I have been registered with the DNC since 2005. I still receive daily telemarketing and robo calls, sometimes several each day.

While 'legitimate' telemarketers may respect the rules and honor the DNC, there are obviously many that don't. These telemarketers harass us with apparent impunity.

While the 105 'law enforcement actions' the FTC has taken over the last ten years may sound impressive, it averages out to less than one each month. This number pales in comparison to the untold millions of unsolicited, unwarranted, unwanted, privacy-invading, often abusive or obnoxious calls that are still being made to those of us who have asked not to be contacted.

While the DNC list was a good idea, it is far from being enough. We need stricter laws and rules (with tougher sanctions) that are vigorously enforced when reaching a much smaller threshold of complaints.

How a telemarketing industry can thrive in a society with so much hate and animosity directed toward them has always been a mystery to me.

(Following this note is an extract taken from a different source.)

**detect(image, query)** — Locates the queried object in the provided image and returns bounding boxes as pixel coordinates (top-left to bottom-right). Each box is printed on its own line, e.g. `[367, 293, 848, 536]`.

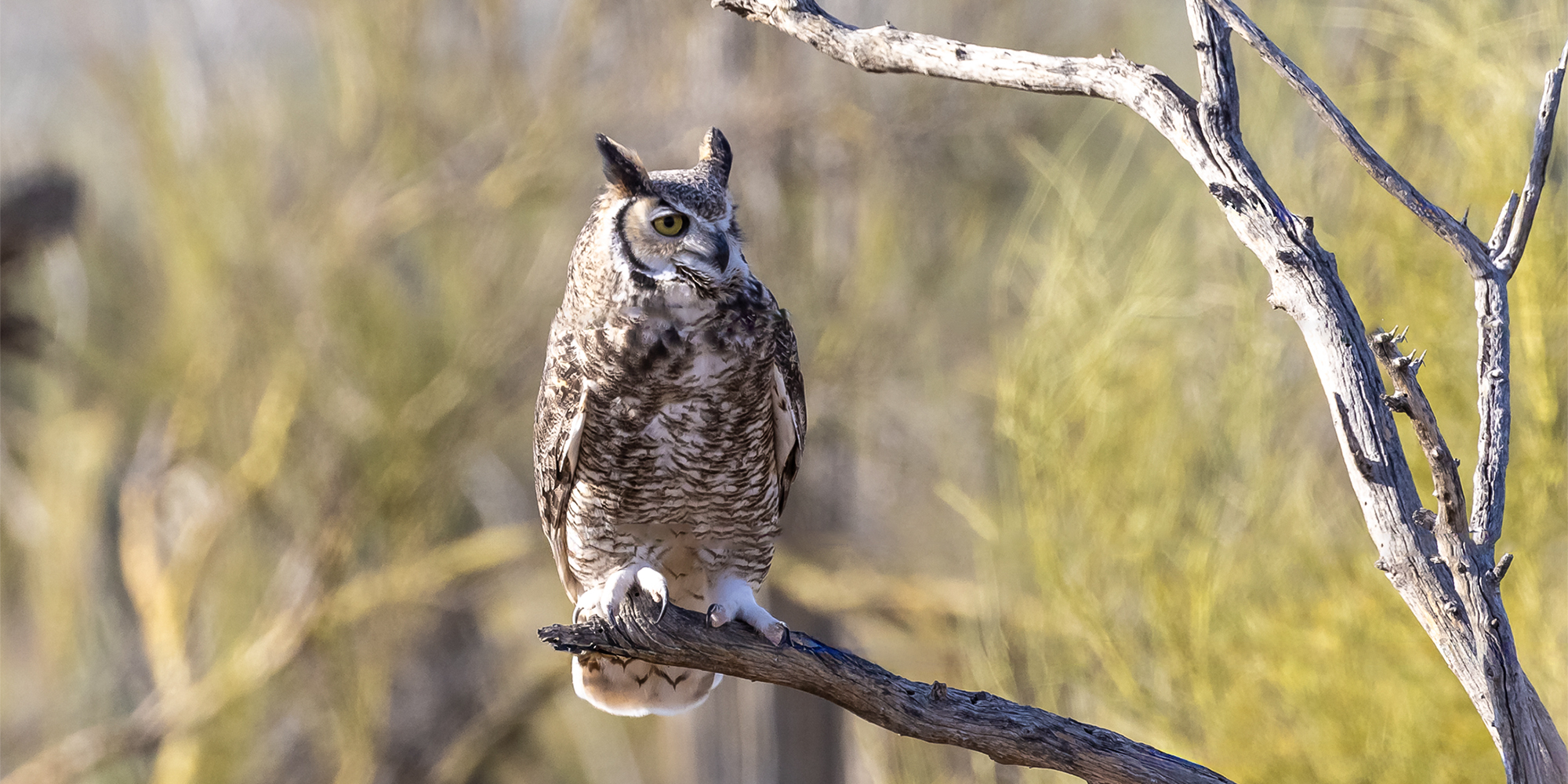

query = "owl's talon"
[637, 566, 670, 624]
[707, 575, 789, 648]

I have been registered with the DNC since 2005 and still receive several unsolicited telemarketing and robocalls a day. While 'legitimate' telemarketers may respect the do-not-call list, what can be done about the other telemarketers that do not? They harass and disrupt our privacy with impunity.

While the FTC's 105 'Law enforcement actions' over the last 10 years may sound impressive, it averages out to less than one a month ... a number that pales in comparison to the untold millions of unwanted, unwarranted, unsolicited, often abusive, privacy-violating telemarketing calls made.

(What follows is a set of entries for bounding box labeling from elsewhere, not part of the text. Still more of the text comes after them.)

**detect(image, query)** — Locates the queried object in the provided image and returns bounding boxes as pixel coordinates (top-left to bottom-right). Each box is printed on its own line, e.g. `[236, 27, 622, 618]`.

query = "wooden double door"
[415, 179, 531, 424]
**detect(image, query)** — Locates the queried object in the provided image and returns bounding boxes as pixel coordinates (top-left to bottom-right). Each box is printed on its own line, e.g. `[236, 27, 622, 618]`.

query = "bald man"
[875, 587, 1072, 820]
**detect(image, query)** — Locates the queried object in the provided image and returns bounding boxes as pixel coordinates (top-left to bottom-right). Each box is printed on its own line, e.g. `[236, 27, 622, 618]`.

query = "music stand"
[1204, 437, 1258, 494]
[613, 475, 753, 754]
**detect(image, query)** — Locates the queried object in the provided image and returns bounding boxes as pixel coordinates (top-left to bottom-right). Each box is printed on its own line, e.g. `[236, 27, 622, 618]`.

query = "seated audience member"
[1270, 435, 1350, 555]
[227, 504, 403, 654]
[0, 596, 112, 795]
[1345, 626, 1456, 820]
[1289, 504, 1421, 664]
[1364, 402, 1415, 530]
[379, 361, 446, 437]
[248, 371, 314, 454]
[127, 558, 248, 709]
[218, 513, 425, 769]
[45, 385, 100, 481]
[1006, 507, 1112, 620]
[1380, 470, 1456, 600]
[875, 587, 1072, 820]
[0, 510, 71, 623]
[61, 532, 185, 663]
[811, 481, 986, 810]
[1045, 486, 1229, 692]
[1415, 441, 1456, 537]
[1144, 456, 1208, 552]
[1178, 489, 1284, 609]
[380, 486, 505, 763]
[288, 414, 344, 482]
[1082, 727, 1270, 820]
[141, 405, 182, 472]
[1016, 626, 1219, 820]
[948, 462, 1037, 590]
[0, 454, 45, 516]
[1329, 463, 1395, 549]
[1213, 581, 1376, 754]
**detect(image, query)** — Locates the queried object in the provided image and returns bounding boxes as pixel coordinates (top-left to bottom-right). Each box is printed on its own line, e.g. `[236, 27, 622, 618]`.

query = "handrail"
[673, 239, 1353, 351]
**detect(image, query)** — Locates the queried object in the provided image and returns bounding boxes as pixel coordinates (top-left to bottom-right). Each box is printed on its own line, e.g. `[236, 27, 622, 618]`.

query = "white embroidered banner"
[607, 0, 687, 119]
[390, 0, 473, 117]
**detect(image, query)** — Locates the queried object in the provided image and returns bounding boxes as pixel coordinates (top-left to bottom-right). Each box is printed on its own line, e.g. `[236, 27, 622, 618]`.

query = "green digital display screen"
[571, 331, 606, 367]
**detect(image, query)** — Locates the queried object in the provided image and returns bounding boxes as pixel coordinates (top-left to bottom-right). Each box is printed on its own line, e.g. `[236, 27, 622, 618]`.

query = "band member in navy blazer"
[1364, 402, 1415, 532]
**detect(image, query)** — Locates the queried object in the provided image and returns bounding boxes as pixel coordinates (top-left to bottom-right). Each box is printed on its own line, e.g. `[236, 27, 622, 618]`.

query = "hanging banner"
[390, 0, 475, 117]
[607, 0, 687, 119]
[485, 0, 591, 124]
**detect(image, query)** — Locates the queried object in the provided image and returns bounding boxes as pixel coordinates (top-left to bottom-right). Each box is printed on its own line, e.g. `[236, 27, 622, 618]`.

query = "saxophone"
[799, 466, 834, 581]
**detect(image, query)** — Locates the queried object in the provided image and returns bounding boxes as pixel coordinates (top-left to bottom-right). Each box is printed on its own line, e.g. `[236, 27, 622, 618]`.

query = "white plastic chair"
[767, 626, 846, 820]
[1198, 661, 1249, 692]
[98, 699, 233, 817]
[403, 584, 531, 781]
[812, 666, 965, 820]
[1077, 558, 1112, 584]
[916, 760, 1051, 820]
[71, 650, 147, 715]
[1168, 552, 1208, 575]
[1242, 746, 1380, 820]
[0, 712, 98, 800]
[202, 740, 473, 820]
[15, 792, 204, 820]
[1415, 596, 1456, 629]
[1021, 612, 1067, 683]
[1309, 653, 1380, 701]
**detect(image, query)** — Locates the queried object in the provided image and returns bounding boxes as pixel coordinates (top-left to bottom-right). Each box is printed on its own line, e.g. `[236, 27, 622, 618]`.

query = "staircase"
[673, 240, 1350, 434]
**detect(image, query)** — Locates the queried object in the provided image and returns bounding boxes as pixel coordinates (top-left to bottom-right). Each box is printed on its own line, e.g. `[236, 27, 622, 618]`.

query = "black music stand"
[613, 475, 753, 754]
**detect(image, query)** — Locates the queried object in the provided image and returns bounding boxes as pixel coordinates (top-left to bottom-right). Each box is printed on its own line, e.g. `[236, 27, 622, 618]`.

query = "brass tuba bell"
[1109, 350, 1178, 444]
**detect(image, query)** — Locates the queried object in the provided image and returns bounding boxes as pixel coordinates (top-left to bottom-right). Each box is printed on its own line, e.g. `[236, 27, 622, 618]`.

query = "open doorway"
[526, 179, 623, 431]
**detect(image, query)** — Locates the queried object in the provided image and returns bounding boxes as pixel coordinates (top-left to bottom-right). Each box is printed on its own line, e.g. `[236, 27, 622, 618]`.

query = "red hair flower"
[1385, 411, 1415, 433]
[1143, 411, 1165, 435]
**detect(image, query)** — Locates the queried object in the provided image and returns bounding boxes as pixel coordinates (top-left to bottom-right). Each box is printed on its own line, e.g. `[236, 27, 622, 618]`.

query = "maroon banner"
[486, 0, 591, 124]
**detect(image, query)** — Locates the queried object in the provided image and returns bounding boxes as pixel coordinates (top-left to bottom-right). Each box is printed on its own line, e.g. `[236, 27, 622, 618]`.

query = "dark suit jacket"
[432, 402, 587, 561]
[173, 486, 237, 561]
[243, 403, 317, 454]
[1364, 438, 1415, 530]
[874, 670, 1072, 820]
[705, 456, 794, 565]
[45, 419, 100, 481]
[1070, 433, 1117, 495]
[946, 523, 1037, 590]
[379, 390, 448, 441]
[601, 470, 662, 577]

My phone is registered in the national DNC Registry, hell I am getting more calls from Gas and energy providers, also credit cards people more than before. When I ask them if they do not see my # listed on the DNC list one responded !!YEAH,YEAH TELL ME ABOUT IT AND HANG UP!! that leaves me wondering if this DNC program is being over ride or something of the sort.

thanks for your hard work!!

Thank you for responding every time that I have called and reported abuses. It is so wonderful to know that someone(s) are looking out for the citizen's concerns.

So what happens to that money? Im a disabled U.S. Marine and have been pounded by telemarketers, I'm on the do not call list and I haven't seen any help.

Awesome!!!

Sorry, but DNC has been rendered largely ineffective by those who call using spoofed numbers and throwaway cellphones (mostly about credit card interest rates).

(Connecticut's anti-spoofing law can't really be enforced.)

No mention in the article that the National DNC Registry was based on the CT. DNC List?
This undertaking was begun by the then State Senator Thomas Colapietro, a Democrat who co-chaired the General Law Committee.